We find ourselves also asking questions like, “Why didn’t I become an admissions counselor or a nurse?” “How can I revise the career path I’ve created to do more good in the world?” “Are there any occupations where I can still grow, feel fulfilled, make a difference and not actually work every hour I’m awake?” Or is that too much to ask…..
If you haven’t gotten to your late 20s yet, consider yourself warned and be proactive in taking the time to recognize the things you have accomplished instead of only dwelling on the possibly now unrealistic ones you set for yourself at 21 (ex: the 30 under 30 list for me). Also, take a look around your office or another office in your industry, is there a female superior to you that lives a life you would want to emulate? If not, be more aware of that, starting now, as you look to grow in your career and personal life. If so, knock on her door and learn. I’m confident she will be willing to share her stories and secrets.

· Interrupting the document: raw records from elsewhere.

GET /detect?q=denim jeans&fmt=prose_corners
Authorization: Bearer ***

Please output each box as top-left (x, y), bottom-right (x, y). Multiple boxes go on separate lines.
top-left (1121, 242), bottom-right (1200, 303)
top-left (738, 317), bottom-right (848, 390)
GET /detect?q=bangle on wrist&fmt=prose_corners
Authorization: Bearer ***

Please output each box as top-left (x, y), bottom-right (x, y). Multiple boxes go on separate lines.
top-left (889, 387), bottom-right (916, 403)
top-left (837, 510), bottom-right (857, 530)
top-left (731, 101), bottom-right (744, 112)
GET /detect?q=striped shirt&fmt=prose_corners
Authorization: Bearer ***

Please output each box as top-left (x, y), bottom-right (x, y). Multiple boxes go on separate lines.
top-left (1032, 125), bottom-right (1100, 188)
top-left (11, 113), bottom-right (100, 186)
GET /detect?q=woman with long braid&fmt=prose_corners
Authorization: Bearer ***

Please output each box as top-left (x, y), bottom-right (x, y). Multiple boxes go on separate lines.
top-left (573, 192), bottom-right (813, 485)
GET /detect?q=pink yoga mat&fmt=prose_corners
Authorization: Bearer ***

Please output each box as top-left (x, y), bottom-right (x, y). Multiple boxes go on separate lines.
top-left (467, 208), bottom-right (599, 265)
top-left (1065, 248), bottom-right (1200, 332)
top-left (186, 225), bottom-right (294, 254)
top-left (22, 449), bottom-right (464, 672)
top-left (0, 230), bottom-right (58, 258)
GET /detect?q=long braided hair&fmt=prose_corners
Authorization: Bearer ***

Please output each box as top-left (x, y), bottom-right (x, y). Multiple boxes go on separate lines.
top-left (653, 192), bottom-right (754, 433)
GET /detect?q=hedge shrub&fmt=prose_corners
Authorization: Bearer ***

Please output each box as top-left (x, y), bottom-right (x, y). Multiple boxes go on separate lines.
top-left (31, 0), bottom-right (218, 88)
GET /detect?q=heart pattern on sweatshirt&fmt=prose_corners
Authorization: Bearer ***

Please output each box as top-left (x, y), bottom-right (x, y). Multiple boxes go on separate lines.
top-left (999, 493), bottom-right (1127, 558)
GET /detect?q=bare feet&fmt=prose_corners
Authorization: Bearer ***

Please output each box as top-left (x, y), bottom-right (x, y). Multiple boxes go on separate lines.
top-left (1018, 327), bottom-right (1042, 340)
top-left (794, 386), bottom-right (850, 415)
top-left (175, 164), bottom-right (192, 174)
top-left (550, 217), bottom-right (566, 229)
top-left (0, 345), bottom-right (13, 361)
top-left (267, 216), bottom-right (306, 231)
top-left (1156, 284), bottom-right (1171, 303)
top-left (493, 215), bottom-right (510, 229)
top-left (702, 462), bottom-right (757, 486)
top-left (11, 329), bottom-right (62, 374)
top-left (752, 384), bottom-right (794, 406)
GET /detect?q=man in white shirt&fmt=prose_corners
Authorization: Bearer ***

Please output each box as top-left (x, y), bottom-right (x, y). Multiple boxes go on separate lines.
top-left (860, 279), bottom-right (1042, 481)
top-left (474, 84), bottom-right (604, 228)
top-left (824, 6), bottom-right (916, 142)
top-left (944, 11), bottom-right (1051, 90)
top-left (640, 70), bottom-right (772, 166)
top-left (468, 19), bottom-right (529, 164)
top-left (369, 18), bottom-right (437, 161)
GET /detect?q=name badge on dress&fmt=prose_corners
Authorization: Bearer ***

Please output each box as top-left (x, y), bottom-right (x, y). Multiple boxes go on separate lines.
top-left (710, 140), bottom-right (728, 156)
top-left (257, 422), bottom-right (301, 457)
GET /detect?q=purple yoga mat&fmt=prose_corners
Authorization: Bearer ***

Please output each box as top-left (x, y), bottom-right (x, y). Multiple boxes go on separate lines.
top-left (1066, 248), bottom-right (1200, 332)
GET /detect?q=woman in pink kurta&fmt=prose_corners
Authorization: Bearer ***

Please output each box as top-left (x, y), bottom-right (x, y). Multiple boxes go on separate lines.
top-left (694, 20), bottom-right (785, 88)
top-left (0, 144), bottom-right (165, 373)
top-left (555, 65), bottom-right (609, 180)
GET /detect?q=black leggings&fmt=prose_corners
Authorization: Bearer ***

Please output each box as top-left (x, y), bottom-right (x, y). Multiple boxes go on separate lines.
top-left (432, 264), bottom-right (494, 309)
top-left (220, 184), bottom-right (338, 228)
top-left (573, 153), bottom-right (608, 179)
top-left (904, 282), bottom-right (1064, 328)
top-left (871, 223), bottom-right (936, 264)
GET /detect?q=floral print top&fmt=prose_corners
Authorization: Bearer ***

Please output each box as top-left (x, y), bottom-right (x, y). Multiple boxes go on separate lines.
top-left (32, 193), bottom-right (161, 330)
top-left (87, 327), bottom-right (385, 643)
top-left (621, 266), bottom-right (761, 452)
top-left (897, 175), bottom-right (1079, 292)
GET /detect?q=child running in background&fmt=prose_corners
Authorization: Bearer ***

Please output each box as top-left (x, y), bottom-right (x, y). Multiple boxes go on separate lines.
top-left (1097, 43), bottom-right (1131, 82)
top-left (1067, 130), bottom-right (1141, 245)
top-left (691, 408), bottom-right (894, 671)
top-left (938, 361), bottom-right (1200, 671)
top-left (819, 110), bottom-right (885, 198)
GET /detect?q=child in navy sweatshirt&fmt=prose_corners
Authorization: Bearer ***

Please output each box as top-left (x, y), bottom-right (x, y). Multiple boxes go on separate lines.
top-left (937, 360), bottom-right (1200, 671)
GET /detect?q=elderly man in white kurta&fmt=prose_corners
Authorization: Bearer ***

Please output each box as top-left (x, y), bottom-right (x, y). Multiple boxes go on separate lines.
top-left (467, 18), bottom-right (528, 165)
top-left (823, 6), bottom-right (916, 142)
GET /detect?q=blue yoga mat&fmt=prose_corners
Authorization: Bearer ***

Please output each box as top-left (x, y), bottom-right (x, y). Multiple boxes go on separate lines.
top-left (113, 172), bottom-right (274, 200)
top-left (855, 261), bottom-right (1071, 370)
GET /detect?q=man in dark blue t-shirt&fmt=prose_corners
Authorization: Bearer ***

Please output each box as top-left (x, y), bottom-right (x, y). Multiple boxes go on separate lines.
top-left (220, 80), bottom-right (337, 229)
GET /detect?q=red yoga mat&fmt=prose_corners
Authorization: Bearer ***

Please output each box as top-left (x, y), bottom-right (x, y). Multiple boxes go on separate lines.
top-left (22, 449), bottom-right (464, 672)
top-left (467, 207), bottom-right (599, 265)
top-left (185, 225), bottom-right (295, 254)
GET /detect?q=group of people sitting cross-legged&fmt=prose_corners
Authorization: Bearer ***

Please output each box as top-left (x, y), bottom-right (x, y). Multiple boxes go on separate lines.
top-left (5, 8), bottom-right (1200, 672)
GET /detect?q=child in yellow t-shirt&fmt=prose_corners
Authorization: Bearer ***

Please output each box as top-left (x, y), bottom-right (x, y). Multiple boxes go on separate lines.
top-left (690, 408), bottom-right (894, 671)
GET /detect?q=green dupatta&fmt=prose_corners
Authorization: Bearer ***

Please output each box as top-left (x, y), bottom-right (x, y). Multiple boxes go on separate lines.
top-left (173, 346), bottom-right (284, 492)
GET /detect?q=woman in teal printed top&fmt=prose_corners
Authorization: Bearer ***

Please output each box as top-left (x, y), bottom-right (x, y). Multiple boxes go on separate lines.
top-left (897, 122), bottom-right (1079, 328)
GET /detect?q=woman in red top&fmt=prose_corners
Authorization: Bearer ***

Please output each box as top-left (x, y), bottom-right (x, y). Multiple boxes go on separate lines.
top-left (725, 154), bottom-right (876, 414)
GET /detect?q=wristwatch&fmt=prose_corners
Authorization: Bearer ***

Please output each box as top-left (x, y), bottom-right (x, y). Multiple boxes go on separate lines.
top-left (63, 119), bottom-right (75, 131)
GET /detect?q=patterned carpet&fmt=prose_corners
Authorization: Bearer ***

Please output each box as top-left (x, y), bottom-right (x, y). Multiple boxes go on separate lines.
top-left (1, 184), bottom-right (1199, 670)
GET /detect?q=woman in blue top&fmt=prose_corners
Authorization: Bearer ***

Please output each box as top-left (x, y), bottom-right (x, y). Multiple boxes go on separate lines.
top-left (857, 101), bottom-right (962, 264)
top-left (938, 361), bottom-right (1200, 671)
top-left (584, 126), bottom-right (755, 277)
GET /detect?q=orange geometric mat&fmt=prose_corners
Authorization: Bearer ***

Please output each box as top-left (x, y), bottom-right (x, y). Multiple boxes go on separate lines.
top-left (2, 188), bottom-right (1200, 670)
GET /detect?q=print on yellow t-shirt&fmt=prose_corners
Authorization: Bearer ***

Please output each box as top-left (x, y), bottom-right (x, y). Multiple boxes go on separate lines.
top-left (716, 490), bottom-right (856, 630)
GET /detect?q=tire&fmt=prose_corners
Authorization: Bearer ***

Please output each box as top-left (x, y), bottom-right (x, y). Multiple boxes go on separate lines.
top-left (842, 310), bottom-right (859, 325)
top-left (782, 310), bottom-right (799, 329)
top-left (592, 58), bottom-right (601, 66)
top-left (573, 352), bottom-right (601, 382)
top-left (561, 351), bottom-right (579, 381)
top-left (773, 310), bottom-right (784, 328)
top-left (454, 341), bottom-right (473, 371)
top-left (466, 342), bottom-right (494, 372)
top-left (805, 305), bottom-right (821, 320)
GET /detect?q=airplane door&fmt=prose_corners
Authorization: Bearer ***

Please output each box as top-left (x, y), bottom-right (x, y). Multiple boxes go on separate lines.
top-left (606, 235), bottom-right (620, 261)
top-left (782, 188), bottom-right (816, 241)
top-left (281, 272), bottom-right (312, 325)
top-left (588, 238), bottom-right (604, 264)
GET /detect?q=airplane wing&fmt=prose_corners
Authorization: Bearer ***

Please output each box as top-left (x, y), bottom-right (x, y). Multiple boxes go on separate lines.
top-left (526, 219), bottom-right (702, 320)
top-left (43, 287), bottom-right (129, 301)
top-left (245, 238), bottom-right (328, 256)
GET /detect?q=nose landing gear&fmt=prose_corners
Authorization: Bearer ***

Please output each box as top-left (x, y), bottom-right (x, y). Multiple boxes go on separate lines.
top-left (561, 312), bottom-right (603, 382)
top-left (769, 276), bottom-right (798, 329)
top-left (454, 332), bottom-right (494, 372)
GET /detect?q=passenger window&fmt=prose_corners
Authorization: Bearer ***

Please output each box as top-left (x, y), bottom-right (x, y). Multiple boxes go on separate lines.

If you, like me, missed the warning and have fully experienced the weight of these questions and decisions, know that it’s never too late to evaluate what’s important to you now and make changes. After all, you’re likely only a third of the way through this incredible life you’ve been gifted. For me, it was recognizing that the answer to most of the questions I was asking was “No” and I couldn’t continue to invest in the path I was on, where I knew my future self wouldn’t be able to exist or thrive. I knew I had to change directions and build something that would allow me to be challenged, but also balanced and so I started my entrepreneurial journey. For you, whether you feel you need to establish new balance in your current role or seek a different profession altogether, be sure to take the time to recognize your dreams, if they’ve changed at all and appreciate what you’ve accomplished. Then dedicate yourself to the path that takes you to the future you desire, a future that includes both a professional life and a personal life you can succeed in.